MadDance, Inc.? Fuck em. At the end of the day, they needed to dance to her tune, because this tour was nothing without her.
*
Ransom sighed and sat by the window to wait for the food to arrive. Fuck. That hadn’t gone well.
Not that he’d expected it to. He’d assumed he’d get some blowback for ousting her assistant/drug mule, and informing her he was going to be living inside her ass for the rest of the tour. Rich, successful artist types rarely enjoyed hearing news like that.
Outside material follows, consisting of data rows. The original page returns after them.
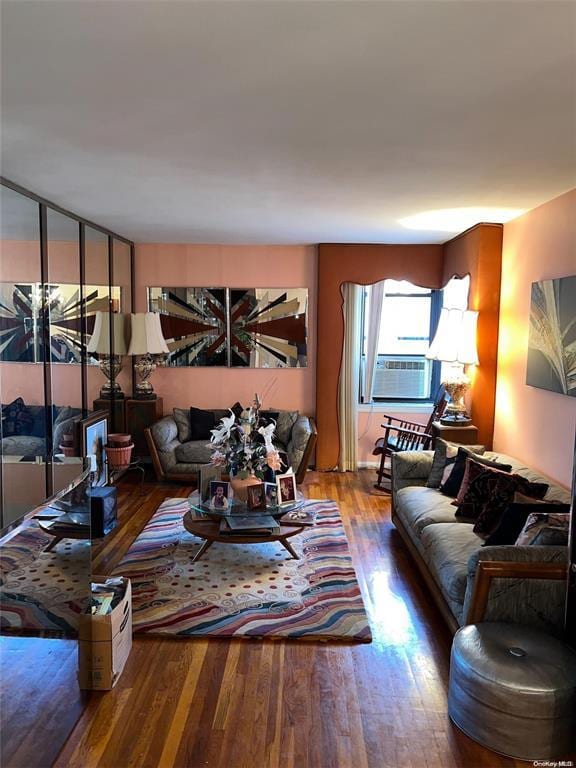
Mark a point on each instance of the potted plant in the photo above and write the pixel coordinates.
(245, 449)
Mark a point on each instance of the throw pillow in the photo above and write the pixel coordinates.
(284, 424)
(201, 422)
(444, 451)
(502, 493)
(545, 529)
(452, 480)
(515, 515)
(16, 419)
(182, 419)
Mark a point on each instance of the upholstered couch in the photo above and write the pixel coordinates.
(178, 457)
(24, 429)
(448, 552)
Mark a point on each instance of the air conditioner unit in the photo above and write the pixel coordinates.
(406, 376)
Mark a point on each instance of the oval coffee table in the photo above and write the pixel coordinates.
(209, 530)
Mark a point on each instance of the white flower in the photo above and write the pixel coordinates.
(267, 433)
(222, 431)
But everything would be okay. From what he could see, his client wasn’t a hardened junkie, just a dumb kid who wanted to party. He didn’t know what was worse, that she’d asked him if they’d slept together, or
that she actually believed he would have slept with her while she was blacked out. Had that happened to her in the past?
Dumbass kid. She didn’t have the body weight for the chemicals she was ingesting. Last night, when he’d picked her up and carried her off the bus, she’d felt so light she might fly away.
If she was a true junkie, she would have flipped out to find her small stash gone. He’d thrown away ecstasy and pot, amateur shit, although she’d been wired on something harder last night. He wasn’t sure what she’d taken, only knew he’d arrived here just in time.
Fucking Marty. He could tell in the course of one conversation with her “assistant” that he was a horrible influence, a hanger-on taking advantage of a rich, gullible young woman. Money led to drugs, drugs led to partying, partying led to questions like Did we fuck? It led to exploiters and users, and danger.
But Ransom was here to keep the danger away. The hard partying was over, at least for the rest of the tour, and if she had a problem with that, she could try to fight him. He was pretty sure he’d win.
Room service arrived just as she turned off the shower. By the time she opened the door, he’d set out the German idea of late breakfast: bread and cheese, fruit, yogurt, and miniature glazed doughnuts sprinkled with cinnamon. He wanted to stuff about twelve of them in his mouth. Wrangling hungover, immature brats made him hungry.
She came out of the bathroom with a thump of her luggage and a muffled curse. He looked up and paused mid-doughnut.
Lola Mae.
Those were the first two words that came to his mind, because he wasn’t looking at Lady Paradise the mega-millionaire DJ anymore. Without the slut makeup, without the riotous braids, without the bikini and booty shorts she looked…
She looked like a lost, befuddled kid named Lola Mae.
He felt a puzzling rush of attraction, a reaction to her rumpled, vulnerable freshness, and quickly turned away. It wasn’t his business to find his clients beautiful or attractive, especially when they were half his age. He hadn’t fallen for a client once in his career, and he wasn’t going to start now, not with this one. Her hair was pink, for fuck’s sake. It was darker pink now that it was wet. She wore a pale gray tee that made her blue eyes pop, and some worn jeans that fit obscenely well.